Most students of nature sooner or later pass through a process of writing off a large percentage of their supposed capital of knowledge as a merely illusory asset. As we trace more accurately certain familiar sequences of phenomena we begin to realize how closely these sequences, or laws, as we call them, are hemmed round by still other laws of which we can form no notion. With myself this writing off of illusory assets has gone rather far and the cobweb of supposed knowledge has been pinched (as some one has phrased) into a particularly small pill.

 
William Crookes
 

They say that, 'Why are you telling us that this Knowledge has to be taken from me?' But I don't say that this Knowledge has to be taken from me. I want that you should take this Knowledge, that's only I want to tell you. I don't say take from, from me. Take it. If you want to take it from me, go ahead. I'll give you. You can get it from someone else, go to someone he will give you. But the problem is you have to take it. That is the main thing. That doesn't mean you take from me. Go around the world, search for the spiritual master. If you cannot get this Knowledge, and you cannot receive this true Knowledge, then please come to me and I will give you this Knowledge.

 
Maharaji (Prem Rawat)
 

Freedom does not consist in any dreamt-of independence from natural laws, but in the knowledge of these laws, and in the possibility this gives of systematically making them work towards definite ends.

 
Friedrich Engels
 

I am not attempting here a full appreciation of Colonel Roosevelt. He will be known for all time as one of the great men of America. I am only giving you this personal recollection as a little contribution to his memory, as one that I can make from personal knowledge and which is now known only to myself. His conversation about birds was made interesting by quotations from poets.

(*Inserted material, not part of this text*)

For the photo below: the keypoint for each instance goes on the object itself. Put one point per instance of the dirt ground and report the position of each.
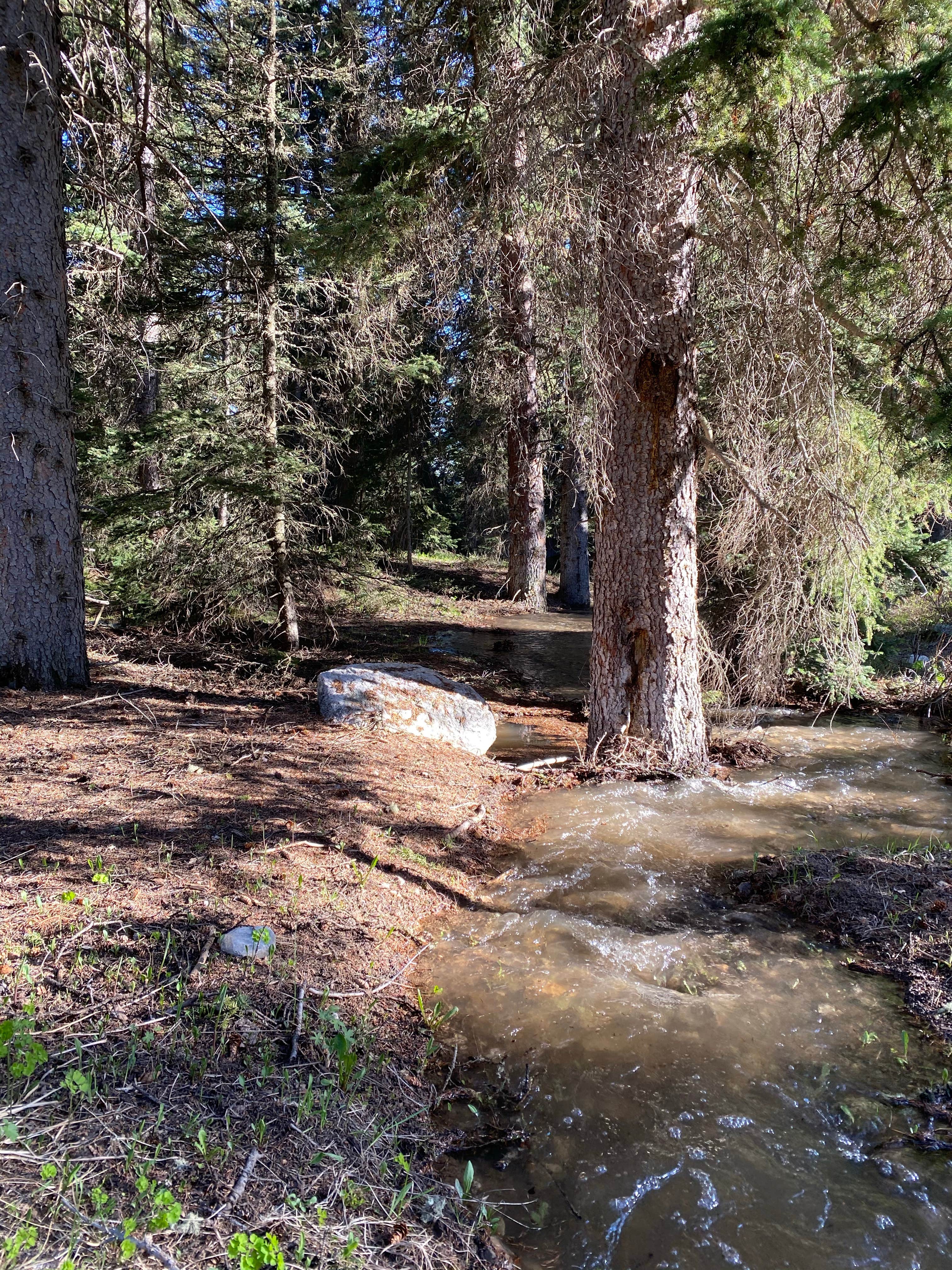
(166, 1103)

He talked also about politics, and in the whole of his conversation about them there was nothing but the motive of public spirit and patriotism. I saw enough of him to know that to be with him was to be stimulated in the best sense of the word for the work of life. Perhaps it is not yet realised how great he was in the matter of knowledge as well as in action. Everybody knows that he was a great man of action in the fullest sense of the word. The Press has always proclaimed that. It is less often that a tribute is paid to him as a man of knowledge as well as a man of action. Two of your greatest experts in natural history told me the other day that Colonel Roosevelt could, in that department of knowledge, hold his own with experts. His knowledge of literature was also very great, and it was knowledge of the best. It is seldom that you find so great a man of action who was also a man of such wide and accurate knowledge. I happened to be impressed by his knowledge of natural history and literature and to have had first-hand evidence of both, but I gather from others that there were other fields of knowledge in which he was also remarkable.

 
Edward Grey
 

Knowledge is necessary to act in the sense of my going home from here to the place I live; I must have knowledge for this; I must have knowledge to speak English; I must have knowledge to write a letter and so on. Knowledge as function, mechanical function, is necessary. Now if I use that knowledge in my relationship with you, another human being, I am bringing about a barrier, a division between you and me, namely the observer. That is, knowledge, in relationship, in human relationship, is destructive. That is knowledge which is the tradition, the memory, the image, which the mind has built about you, that knowledge is separative and therefore creates conflict in our relationship.